Par nombre d'aspects fondamentaux, les problèmes qui sont posés à l'Etat et à l'économie appartiennent aux mêmes familles. Les solutions qui leur sont applicables — ne serait-ce que par le jeu des interactions — seront issues de la culture et de la recherche dispensées par l'université et mises en oeuvre dans la pratique grâce aux cadres formés à la même université.

2. Leurs relations en général

Il importe, avant toute chose, que l'université, les chercheurs ne soient pas considérés — ainsi qu'ils le sont parfois — comme de purs instruments au service de nos sociétés, où les échelles de valeur sont trop souvent étalonnées par des considérations matérielles ou immédiates.

L'université, l'enseignant, le chercheur doivent consolider leur indépendance morale et matérielle vis-à-vis tant de l'économie privée que de l'Etat.

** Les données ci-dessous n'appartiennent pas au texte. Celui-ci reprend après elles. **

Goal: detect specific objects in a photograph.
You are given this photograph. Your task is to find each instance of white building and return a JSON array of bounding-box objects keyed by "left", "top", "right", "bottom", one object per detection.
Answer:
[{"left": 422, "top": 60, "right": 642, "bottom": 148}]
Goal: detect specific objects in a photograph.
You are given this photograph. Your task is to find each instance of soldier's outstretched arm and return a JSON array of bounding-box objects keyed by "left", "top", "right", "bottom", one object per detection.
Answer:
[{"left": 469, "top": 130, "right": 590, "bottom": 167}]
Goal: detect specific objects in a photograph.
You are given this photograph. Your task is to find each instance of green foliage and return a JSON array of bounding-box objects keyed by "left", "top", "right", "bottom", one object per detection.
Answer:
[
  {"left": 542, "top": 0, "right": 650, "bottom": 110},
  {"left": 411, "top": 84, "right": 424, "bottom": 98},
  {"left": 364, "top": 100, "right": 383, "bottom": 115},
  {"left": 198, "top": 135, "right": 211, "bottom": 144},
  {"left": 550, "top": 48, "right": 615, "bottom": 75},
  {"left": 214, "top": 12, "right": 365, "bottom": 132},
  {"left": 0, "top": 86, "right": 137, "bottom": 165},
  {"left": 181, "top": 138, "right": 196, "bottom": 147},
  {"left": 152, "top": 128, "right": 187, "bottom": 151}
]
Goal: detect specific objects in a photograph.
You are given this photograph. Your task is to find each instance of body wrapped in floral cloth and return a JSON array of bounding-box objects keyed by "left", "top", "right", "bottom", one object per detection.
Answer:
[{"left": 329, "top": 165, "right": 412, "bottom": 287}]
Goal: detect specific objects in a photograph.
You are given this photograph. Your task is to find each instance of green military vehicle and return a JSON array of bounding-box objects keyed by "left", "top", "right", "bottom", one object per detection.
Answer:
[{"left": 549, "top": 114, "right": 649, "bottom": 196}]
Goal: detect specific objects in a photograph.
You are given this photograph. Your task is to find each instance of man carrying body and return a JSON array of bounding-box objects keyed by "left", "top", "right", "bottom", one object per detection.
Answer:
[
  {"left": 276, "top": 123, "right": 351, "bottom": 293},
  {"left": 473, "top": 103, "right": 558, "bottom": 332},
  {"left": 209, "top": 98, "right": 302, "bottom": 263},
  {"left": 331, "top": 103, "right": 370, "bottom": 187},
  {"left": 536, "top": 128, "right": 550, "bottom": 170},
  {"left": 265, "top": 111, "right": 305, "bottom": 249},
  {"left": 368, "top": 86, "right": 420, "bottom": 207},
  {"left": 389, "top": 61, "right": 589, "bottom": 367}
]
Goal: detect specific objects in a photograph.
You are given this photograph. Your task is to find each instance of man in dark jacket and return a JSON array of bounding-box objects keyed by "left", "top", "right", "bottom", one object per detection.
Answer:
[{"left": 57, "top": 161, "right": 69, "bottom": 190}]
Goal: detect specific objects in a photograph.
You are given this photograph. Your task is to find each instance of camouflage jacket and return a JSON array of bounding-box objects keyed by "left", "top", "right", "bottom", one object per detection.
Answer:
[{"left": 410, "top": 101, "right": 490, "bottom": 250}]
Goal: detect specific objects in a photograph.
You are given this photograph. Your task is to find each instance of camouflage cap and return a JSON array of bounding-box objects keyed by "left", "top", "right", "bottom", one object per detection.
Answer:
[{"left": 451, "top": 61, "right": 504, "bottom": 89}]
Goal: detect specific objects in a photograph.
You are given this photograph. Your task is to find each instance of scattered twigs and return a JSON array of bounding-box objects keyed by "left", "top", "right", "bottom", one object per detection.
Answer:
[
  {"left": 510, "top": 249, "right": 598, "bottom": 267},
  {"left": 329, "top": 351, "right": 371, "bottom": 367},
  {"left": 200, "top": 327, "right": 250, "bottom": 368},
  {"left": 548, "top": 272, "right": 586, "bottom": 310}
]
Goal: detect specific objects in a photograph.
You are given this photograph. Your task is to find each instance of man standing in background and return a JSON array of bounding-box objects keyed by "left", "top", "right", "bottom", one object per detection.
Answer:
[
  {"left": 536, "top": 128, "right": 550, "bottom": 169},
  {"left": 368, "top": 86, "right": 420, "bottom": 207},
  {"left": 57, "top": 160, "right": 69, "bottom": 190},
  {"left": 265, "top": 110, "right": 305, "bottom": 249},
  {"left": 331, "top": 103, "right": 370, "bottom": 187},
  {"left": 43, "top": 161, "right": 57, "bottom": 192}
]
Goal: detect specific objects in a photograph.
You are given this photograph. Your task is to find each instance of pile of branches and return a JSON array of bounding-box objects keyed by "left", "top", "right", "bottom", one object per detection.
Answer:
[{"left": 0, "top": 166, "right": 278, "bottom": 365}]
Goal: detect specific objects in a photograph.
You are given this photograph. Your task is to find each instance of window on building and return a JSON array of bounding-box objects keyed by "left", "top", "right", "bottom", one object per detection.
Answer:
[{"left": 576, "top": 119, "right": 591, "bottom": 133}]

Il n'est pas réconfortant de devoir constater que, dans plusieurs de nos sociétés occidentales, les dépenses en matière de publicité croissent à un rythme tel qu'elles dépassent ou dépasseront les investissements qu'elles consentent à consacrer à l'éducation et à l'enseignement public.

C'est donc le montant global des investissements dans l'enseignement et la recherche qui doit être augmenté, comme aussi doivent être sensiblement améliorés la position sociale ou le statut hiérarchique et les conditions matérielles d'indépendance du corps enseignant, des chercheurs et des scientifiques en général.

Si la science est souvent, malgré elle, associée à des applications qu'elle n'a pas voulues et qui lui sont étrangères, la science, à son tour, avec le radicalisme et la rapidité de ses mutations, contribue à changer les rapports au sein de nos sociétés étatiques, fait évoluer progressivement ou d'une manière révolutionnaire les relations entre l'organisation étatique, d'une part, et les disciplines universitaires, la science et ses applications, d'autre part.

«Si le savant peut éprouver, parfois, selon M. Maurice Lévy 2, de l'impatience devant les lenteurs ou l'incompréhension qui freinent les applications (pacifiques) et se sentir porté à contredire aux choix des priorités retenues par les gouvernements», il faut admettre que, dans le même temps, les sciences physiques contemporaines débouchent sur des problèmes économiques,

politiques, avec l'acuité que l'on sait. Qu'en sera-t-il des «sciences de demain», de la psychologie, des sciences humaines et de leurs retombées sur les problèmes moraux et politiques, donc sur les structures de nos sociétés occidentales?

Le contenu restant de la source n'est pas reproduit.